Selasa, 22 Mei 2018

[Cerbung] Perawan Sunti dari Bawono Kinayung #6-2








Sebelumnya



* * *


Sedikit demi sedikit, ia mulai memahami apa yang sedang mengguncang hatinya beberapa hari belakangan ini. Sejak ia melihat sosok Kresna untuk pertama kalinya.

Perasaan ini...

Pinasti melangkah dalam hening di samping Kresna. Begitu juga pemuda itu. Keduanya seolah tenggelam dalam lautan pikiran masing-masing.

Mereka menyusuri jalan dengan mengambil arah ke kanan sekeluarnya dari pondok Paitun. Ujung jalan itu buntu, berakhir pada sekumpulan pakis raksasa. Tapi Pinasti berjalan terus. Tangan mungilnya bergerak menyibak rumpun pakis itu. Ternyata ada sebuah lorong di baliknya.

Tanpa berkata apa-apa, Kresna mengikuti langkah Pinasti masuk ke dalam lorong itu. Dari suasana terang yang teduh di mulut lorong, makin ke dalam makin redup walaupun tidak gelap pekat. Kresna merasakan semilir angin dari arah depannya.

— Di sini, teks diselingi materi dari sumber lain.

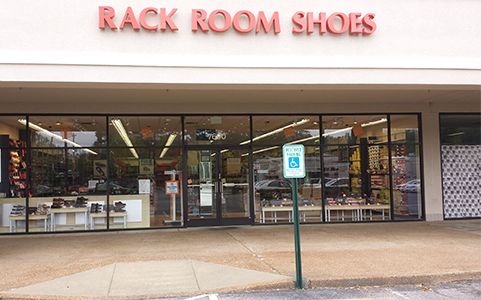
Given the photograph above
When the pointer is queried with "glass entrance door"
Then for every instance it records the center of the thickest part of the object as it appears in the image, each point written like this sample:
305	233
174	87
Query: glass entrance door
217	187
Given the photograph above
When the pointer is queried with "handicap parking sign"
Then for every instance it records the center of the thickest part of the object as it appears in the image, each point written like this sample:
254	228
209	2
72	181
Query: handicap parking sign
293	161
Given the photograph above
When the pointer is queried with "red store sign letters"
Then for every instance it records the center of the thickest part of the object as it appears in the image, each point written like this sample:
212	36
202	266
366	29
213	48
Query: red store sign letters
243	21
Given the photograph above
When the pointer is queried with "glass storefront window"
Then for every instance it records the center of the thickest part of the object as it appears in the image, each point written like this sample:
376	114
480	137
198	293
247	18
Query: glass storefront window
85	177
461	168
350	129
404	128
68	183
60	131
278	130
460	129
406	169
356	168
142	131
273	194
216	130
13	175
144	184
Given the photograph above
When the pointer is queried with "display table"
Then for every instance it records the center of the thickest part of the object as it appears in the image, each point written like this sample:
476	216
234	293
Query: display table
289	209
69	210
103	215
353	209
15	219
274	210
374	207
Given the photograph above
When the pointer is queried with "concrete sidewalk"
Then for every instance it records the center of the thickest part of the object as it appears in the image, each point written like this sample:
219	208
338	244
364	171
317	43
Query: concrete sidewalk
192	261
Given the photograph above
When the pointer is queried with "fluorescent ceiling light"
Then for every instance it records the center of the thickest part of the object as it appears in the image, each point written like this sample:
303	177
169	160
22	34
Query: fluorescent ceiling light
169	142
261	150
123	134
456	133
54	135
383	120
295	124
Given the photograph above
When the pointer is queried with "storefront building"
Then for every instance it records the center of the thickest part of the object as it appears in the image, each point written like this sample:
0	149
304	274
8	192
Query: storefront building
132	115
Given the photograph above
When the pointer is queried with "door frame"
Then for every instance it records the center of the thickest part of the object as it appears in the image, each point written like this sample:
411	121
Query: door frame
218	220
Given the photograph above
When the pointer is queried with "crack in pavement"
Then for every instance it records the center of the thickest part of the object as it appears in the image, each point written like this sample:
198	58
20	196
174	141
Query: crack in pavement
260	258
111	279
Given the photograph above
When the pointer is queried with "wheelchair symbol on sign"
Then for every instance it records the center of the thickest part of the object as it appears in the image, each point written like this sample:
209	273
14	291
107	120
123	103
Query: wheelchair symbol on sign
294	163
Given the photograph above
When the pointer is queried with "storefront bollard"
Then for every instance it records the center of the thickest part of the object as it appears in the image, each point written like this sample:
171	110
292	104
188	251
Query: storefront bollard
294	167
297	238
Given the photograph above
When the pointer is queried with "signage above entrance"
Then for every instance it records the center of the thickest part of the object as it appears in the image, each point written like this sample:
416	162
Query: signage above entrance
243	21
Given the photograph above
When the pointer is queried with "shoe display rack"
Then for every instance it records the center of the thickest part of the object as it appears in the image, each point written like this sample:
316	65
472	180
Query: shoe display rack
17	170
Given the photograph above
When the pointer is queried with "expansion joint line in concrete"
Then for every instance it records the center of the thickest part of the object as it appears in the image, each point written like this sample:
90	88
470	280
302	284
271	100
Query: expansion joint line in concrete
195	275
258	257
111	279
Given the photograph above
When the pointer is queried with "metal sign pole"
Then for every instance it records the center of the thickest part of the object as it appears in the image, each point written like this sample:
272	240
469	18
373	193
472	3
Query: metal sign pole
294	167
297	238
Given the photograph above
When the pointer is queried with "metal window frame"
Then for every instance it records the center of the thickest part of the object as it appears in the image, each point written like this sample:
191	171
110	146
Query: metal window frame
440	114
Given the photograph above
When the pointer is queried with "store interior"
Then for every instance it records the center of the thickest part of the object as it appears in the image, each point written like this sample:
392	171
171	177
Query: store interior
118	172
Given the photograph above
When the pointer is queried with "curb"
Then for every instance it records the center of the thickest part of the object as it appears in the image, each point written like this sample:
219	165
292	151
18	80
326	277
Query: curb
391	281
283	285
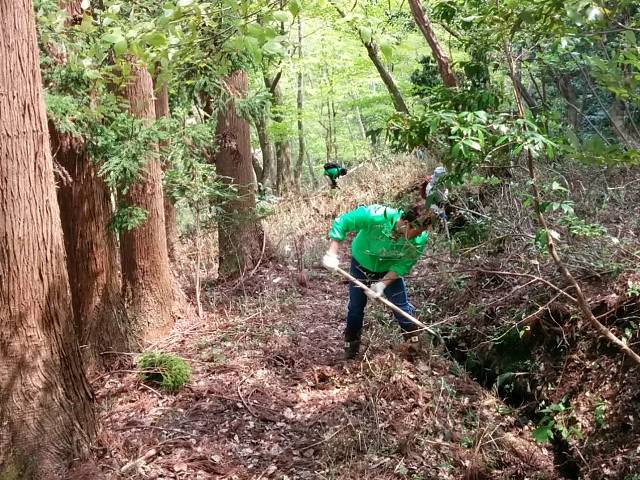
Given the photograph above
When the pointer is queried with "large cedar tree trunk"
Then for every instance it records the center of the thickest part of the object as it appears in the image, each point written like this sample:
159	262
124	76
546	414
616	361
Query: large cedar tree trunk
146	275
46	416
240	235
92	253
171	229
425	26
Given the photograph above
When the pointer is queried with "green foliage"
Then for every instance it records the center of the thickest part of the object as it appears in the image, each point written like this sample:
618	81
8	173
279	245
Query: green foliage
168	371
475	231
580	228
633	288
558	419
128	217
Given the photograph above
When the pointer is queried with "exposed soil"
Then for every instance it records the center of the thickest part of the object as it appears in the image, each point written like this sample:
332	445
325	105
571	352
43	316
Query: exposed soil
272	398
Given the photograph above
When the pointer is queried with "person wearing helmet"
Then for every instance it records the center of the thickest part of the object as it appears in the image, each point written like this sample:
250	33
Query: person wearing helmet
387	245
333	171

Sekitar lima menit melangkah dalam kegelapan, menembus lorong dengan banyak cabang dan seolah melingkar-lingkar, mereka pun sampai di ujungnya. Suara germercik air sudah terdengar sejak mereka memasuki cabang lorong terakhir. Ada sungai kecil yang mengalir di ujung lorong itu. Pinasti berbelok ke kiri. Kresna tetap mengikutinya. Sebuah sampan kecil tertambat di dermaga mini. Pinasti meraih tali yang menambatkan sampan itu ke tiang dermaga dan melepaskan ikatannya.

“Masuklah, Mas,” ucapnya.

Kresna pun menurut. Dengan hati-hati ia masuk ke dalam sampan. Benda itu sempat bergoyang-goyang ketika ia menapakkan kaki dan menempatkan diri. Tapi entah, sedikit pun ia tak merasa khawatir. Ia merasa bahwa ia akan baik-baik saja bersama Pinasti. Ada perasaan nyaman yang begitu kuat. Apalagi ketika gadis muda itu naik pula ke dalam sampan.

“Mana dayungnya, Pin?” Kresna mencari-cari sesuatu.

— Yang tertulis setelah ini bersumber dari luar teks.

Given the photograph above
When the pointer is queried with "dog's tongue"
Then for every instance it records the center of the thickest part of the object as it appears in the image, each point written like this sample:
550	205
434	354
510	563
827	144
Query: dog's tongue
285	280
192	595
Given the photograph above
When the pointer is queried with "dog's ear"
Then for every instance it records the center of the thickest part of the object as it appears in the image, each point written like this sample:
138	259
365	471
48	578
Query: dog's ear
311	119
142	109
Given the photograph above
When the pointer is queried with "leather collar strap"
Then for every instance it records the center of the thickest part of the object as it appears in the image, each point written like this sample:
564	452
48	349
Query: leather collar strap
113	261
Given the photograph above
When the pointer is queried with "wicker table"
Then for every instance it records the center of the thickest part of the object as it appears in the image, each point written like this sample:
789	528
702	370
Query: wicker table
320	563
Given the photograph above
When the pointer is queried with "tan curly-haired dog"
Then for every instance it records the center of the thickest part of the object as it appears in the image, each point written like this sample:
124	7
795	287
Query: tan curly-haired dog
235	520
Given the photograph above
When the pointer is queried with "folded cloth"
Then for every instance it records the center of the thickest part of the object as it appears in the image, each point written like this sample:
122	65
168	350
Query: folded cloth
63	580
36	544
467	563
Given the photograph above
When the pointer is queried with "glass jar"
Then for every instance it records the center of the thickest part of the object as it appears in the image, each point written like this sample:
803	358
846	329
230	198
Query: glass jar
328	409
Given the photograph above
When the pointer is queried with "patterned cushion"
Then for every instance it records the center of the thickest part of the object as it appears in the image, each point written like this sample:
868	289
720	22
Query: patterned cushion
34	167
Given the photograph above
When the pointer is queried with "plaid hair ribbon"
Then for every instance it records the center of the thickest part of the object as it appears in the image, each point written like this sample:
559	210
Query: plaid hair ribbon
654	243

“Tak ada,” Pinasti menggeleng. Tersenyum. “Sampan kita akan meluncur sendiri.”

Dan, benar saja! Sampan itu mulai bergerak menjauhi dermaga. Meluncur mengikuti arah air mengalir. Kresna ternganga sejenak. Ia kemudian menggeleng samar.

Setelah ini, keajaiban apa lagi yang akan kutemui?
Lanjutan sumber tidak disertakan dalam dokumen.